This project contains the links to the datasets, software and code that was used for our study “Comprehensive analysis of RNA-sequencing to find the source of 1 trillion reads across diverse adult human tissues” (https://www.biorxiv.org/content/early/2017/06/12/053041)

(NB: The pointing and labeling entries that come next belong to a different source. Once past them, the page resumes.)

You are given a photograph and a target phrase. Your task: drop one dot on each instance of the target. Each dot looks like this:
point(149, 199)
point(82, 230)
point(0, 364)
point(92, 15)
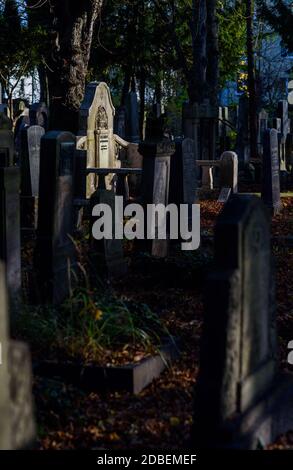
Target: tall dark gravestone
point(10, 231)
point(5, 427)
point(263, 118)
point(30, 174)
point(6, 148)
point(132, 117)
point(271, 172)
point(241, 400)
point(107, 254)
point(285, 129)
point(55, 252)
point(242, 146)
point(155, 183)
point(17, 426)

ROP-project (beta version).  
Please expect frequent  updates.

Wrappers to run RNA-Seq aligners

Following Baruzzo et al. (2017), we have selected five RNA-Seq aligners that were reported to map a minimum of 75% of the reads simulated from human transcriptome using recommended parameters. For each of the RNA-Seq aligners we provide easy use wrappers with default and optomized parameters. The user is expected to install the tool of interest and downlaod the corresponding genome index. Before using, modify the following variable in the script : toolPath and index

GSNAP (version 2017-09-30) run.GSNAP.sh
HISAT2 (2.1.0) run.hisat2.sh run.hisat2.tuned.sh
Novoalign (v3.05.01) run.Novoalign.sh run.Novoalign.tuned.sh
TopHat2 (v2.1.1) run.tophat2.sh
STAR (v2.5.3a) run.STAR.sh run.STAR.tuned.sh

Simulated RNA-Seq data

To demonstrate the accuracy of ROP’s read assignment, we simulated RNA-Seq data as a mixture of transcriptomic, repeat, immune, and microbial reads.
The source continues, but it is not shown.